En esta segunda edición, los objetivos que se plantean son bien claros:
- Revisar los modelos conceptuales y aspectos técnicos de la Inteligencia Emocional.
- Analizar los últimos avances en cuanto a evaluación de este apartado y
- Mostrar su impacto en el ámbito de aplicación, sea en la salud, la educación o las organizaciones.
Van a ser 8 conferencias plenarias y alrededor de 200 aportaciones científicas en forma de comunicaciones, presentadas en 6 salas paralelas que acogerán un total de 23 simposios. Nombres tan conocidos como David Caruso, Richard Boyatzis, Sonja Lyubomonski, Bernard Rimé o Carlos Belmonte.
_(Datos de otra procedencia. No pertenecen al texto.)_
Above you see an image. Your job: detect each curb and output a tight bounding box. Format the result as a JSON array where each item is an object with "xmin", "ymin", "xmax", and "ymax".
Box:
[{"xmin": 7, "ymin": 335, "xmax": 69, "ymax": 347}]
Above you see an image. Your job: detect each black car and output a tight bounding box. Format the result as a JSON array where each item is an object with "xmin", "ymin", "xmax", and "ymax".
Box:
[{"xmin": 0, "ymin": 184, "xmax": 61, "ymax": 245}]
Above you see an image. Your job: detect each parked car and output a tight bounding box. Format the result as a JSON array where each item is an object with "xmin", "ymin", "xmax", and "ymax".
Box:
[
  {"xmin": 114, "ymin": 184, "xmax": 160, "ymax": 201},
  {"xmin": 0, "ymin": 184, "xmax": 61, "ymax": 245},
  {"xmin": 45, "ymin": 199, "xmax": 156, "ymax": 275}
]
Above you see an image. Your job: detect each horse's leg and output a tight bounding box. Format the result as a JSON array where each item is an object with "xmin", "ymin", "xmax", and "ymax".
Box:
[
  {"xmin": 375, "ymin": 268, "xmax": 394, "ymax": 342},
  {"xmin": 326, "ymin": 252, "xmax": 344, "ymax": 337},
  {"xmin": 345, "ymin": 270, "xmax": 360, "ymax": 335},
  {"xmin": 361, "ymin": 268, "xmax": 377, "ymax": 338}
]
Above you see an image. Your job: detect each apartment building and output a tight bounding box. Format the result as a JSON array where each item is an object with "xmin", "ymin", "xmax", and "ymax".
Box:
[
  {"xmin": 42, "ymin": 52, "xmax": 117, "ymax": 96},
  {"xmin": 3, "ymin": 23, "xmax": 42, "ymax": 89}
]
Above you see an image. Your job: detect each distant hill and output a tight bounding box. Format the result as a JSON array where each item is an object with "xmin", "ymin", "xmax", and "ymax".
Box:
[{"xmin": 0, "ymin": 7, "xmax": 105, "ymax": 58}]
Lo organiza la Fundación Marcelino Botín, que desde hace varios años desarrolla una importante experiencia educativa en colaboración con el Gobierno de Cantabria, que me parece muy interesante y del que otro día hablaremos.
Por esta razón os “abandonaré” unos días, pero a la vuelta espero poder comentaros algo más sobre este Congreso que se presenta apasionante.
Gracias a todos por vuestro apoyo. Recordad que este blog es también vuestro y que en él espero vuestras aportaciones.